On page 5, “The court stated that the evidence was inadmissible because Smith did not know the identity of those who broke into his home before Thanksgiving.” “Identity” is a tricky word. How well would a victim need to know a repetitive violent intruder who takes extra effort to conceal his identity? Would his birthday and school status need to be known”? All of the attacks were “signature crimes”: the same time of day, method of entry, objects stolen, the type of chaos left afterwards. The Thanksgiving Day attack, the sixth attack, was following the same pattern.

 

Then, as demonstrated by Smith’s testimony to Deputy Luberts on Friday, Smith identified the shoes worn by the attacker, which he saw coming down the stairs. They were the same shoes that were worn earlier when he had stolen three of Smith’s guns. Deputy Luberts later stated on record, “I don’t know why he thought the shoes were important.”

Because Smith knew that this particular attacker had earlier stolen three of his guns, and Smith was justified in assuming that people who steal guns use guns. Thus, he was justified in firing that one initial non-lethal shot. Then when the attack continued, he was well justified in firing again. Prosecutor Orput’s claim that Brady “lay helpless at the bottom of the stairs” is absolutely FALSE, proven false by the state’s own photographic and ballistics evidence. Furthermore, in this small town of 8,500 (population), there were no other break-ins/burglaries except those also proven to have been committed by these same attackers. They demonstrated their own criminal propensity, have been committed by these same attackers. They demonstrated their own criminal propensity, as the female attacker bragged in her cellphone text: “We’re Bonnie and Clyde now.” Judge Anderson’s implication that there may have been other gangs of attackers is unjustified by either fact or speculation. The exclusion of previous attacks is unjustifiable.

During the disputed courtroom closure, the court ruled out admission as evidence of the shoes and the door panel with its clear, crisp print of tread pattern resulting from having been kicked in for access. Again, this exclusion was the result of vigorous demands by the prosecution. Judge Anderson was trying to hide what it was that he was hiding.
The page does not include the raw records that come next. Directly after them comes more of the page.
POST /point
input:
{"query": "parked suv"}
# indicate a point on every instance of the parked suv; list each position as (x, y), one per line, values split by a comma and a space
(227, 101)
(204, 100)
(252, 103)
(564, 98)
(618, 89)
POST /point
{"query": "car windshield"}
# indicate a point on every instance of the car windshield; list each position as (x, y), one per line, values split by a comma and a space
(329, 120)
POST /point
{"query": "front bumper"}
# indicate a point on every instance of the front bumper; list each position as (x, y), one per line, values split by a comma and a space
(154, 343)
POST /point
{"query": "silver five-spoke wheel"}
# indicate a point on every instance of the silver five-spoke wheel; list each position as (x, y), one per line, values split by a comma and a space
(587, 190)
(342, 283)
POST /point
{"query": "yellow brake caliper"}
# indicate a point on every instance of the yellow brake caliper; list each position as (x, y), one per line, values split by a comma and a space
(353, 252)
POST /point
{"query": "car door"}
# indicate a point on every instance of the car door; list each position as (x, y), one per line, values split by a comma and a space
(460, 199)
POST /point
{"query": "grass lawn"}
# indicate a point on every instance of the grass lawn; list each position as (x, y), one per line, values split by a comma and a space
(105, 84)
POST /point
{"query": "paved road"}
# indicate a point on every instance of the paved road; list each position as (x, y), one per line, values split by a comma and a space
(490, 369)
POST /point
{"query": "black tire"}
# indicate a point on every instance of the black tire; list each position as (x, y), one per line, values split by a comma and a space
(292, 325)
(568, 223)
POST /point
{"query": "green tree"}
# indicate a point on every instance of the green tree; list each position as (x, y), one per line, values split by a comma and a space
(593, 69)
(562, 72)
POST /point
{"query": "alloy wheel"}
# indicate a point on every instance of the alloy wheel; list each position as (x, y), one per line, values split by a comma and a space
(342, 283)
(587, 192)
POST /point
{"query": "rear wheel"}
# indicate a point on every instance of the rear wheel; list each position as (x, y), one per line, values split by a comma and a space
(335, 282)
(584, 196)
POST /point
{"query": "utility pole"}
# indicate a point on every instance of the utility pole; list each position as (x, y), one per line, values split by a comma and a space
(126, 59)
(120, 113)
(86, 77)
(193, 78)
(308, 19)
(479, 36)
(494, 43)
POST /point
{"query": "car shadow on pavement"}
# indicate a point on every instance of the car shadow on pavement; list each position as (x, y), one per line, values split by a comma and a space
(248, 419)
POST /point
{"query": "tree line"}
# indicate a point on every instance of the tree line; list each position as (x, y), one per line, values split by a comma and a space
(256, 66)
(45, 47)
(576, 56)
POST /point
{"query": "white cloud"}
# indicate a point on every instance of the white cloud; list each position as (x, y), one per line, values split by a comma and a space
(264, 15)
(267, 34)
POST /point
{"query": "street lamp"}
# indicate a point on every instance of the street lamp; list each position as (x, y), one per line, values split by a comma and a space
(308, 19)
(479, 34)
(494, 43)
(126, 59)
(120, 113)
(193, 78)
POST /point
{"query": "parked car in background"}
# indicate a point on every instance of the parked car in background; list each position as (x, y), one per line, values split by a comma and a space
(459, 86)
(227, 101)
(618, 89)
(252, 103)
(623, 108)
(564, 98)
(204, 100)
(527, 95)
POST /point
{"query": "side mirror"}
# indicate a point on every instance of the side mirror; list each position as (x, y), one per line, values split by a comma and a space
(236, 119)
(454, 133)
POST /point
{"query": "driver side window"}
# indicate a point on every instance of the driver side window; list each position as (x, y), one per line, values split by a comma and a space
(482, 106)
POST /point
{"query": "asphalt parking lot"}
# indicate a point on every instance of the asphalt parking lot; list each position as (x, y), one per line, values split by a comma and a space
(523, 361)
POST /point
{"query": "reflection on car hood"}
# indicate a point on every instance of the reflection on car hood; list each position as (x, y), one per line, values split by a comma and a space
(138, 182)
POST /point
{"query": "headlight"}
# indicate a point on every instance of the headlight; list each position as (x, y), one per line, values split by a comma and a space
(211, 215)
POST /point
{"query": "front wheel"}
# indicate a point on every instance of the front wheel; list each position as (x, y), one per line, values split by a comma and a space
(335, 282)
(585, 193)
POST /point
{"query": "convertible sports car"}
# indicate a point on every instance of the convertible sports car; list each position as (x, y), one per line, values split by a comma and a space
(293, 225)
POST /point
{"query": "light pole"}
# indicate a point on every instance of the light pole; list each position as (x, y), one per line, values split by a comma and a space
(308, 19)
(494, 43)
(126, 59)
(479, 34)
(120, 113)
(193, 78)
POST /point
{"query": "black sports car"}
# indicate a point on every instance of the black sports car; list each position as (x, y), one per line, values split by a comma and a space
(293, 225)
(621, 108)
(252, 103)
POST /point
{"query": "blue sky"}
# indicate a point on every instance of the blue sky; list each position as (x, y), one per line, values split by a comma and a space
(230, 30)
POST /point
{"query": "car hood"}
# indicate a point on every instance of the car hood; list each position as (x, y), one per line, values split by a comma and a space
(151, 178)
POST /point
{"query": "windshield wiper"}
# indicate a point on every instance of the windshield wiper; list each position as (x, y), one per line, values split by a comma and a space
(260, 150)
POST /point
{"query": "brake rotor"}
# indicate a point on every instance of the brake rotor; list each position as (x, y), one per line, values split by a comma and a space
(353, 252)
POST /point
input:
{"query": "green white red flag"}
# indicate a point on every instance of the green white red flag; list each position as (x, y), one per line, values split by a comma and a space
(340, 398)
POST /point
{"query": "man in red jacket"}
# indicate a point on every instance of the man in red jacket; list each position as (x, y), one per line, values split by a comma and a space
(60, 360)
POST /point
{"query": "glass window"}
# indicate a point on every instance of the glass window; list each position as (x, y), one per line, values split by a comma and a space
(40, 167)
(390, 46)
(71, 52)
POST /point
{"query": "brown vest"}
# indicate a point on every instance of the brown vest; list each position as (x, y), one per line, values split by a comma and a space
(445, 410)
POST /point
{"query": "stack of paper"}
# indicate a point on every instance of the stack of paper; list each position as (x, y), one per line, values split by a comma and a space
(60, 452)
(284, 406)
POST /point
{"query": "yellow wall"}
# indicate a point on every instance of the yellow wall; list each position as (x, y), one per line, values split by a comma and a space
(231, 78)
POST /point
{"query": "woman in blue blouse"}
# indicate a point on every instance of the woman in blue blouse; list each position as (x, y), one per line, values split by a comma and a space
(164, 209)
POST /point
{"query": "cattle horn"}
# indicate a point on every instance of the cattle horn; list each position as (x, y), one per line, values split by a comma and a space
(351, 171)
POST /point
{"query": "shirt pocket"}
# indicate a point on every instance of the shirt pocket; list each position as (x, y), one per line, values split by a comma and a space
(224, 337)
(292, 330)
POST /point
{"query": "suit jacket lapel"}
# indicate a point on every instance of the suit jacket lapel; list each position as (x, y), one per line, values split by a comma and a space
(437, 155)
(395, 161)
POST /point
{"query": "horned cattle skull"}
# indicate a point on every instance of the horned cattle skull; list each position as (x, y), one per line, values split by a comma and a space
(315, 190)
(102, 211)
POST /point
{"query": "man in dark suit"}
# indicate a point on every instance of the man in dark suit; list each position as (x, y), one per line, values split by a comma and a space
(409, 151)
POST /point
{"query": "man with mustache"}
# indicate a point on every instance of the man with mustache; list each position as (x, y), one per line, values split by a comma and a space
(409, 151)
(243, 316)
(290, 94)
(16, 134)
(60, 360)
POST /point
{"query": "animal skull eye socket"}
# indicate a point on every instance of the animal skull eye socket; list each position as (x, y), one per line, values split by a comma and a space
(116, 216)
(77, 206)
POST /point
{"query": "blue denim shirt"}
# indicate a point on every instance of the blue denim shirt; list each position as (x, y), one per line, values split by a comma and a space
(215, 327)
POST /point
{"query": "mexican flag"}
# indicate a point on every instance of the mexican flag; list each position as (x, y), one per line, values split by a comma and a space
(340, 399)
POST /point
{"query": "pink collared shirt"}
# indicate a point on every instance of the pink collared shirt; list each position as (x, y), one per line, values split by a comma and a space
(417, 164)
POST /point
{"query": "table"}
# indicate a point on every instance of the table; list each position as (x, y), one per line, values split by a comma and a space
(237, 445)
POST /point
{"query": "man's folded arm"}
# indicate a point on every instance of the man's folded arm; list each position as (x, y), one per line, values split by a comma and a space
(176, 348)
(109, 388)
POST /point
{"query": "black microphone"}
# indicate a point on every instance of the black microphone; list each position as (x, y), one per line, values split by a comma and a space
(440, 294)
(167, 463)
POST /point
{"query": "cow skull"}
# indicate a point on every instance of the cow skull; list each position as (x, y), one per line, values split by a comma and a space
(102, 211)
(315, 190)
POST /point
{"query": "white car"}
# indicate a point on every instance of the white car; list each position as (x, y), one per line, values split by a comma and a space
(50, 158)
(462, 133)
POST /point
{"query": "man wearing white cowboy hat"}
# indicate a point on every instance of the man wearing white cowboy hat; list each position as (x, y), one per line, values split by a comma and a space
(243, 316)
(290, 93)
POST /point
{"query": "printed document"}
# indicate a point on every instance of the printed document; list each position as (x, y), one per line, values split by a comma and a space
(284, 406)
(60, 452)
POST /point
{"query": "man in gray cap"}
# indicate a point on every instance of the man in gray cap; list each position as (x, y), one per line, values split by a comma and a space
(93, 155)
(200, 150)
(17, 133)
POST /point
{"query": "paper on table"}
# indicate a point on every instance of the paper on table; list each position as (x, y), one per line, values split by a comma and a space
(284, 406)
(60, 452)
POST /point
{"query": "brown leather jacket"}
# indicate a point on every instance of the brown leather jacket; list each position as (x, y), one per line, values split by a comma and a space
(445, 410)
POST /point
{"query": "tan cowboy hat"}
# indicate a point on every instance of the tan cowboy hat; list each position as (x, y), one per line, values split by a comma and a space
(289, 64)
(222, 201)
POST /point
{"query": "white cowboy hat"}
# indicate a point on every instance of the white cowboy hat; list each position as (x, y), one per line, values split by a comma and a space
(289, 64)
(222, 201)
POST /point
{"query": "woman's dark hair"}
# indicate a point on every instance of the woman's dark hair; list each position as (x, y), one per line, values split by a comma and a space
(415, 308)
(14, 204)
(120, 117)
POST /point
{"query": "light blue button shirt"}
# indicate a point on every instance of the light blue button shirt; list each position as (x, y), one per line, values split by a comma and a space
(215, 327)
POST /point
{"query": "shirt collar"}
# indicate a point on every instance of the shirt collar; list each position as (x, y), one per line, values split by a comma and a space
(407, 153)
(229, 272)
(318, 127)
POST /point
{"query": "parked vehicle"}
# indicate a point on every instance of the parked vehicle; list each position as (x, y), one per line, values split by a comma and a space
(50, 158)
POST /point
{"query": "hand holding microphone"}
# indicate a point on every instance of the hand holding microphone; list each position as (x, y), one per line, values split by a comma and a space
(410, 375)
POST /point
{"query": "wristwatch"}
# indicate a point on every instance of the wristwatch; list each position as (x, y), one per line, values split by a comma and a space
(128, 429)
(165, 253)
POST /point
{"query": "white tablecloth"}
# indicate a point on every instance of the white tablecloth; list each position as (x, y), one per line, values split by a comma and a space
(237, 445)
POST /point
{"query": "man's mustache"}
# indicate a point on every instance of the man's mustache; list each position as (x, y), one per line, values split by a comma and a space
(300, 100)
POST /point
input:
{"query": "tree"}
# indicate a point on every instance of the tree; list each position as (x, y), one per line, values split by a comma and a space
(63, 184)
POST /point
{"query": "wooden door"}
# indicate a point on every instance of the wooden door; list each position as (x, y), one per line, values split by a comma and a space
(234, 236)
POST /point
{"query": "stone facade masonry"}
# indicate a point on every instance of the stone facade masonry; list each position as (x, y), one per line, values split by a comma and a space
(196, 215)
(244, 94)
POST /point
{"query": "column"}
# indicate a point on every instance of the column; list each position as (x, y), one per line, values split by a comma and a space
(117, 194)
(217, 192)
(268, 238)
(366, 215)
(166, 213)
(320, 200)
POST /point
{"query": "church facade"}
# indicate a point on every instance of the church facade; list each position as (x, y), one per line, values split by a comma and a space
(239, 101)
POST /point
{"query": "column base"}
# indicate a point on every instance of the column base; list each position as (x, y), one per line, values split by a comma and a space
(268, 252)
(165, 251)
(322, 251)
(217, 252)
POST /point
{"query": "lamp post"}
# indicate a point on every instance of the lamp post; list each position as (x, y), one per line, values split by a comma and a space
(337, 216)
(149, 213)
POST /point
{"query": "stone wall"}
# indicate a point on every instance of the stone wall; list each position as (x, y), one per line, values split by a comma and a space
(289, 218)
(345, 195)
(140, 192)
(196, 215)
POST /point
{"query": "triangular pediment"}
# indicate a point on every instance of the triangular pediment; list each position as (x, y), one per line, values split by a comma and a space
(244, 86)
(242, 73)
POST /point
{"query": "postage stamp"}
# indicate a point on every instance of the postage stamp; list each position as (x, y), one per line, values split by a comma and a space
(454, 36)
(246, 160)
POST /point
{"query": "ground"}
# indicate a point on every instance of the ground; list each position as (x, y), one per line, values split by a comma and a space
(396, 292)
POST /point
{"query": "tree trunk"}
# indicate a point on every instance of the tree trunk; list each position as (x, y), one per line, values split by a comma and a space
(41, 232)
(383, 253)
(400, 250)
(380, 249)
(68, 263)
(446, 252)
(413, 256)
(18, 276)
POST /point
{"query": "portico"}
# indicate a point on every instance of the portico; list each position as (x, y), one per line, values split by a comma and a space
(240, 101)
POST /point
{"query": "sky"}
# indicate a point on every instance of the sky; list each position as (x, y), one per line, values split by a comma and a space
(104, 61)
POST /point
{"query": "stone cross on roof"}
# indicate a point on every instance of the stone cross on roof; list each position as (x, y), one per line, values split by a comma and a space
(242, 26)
If the media, or especially the jury, had understood the threat that Smith knew he was facing, they could have easily decided that his selfdefense was justified.

To hide the existence of all that crucial evidence is judicial, not administrative. This is why public scrutiny is essential for hearings. The evidence was not only excluded, but also hidden from public judgement, demonstrating why this particular courtroom closure must be ruled as “judicial.” Then, as state has already admitted, the trial is obviously irremediably flawed.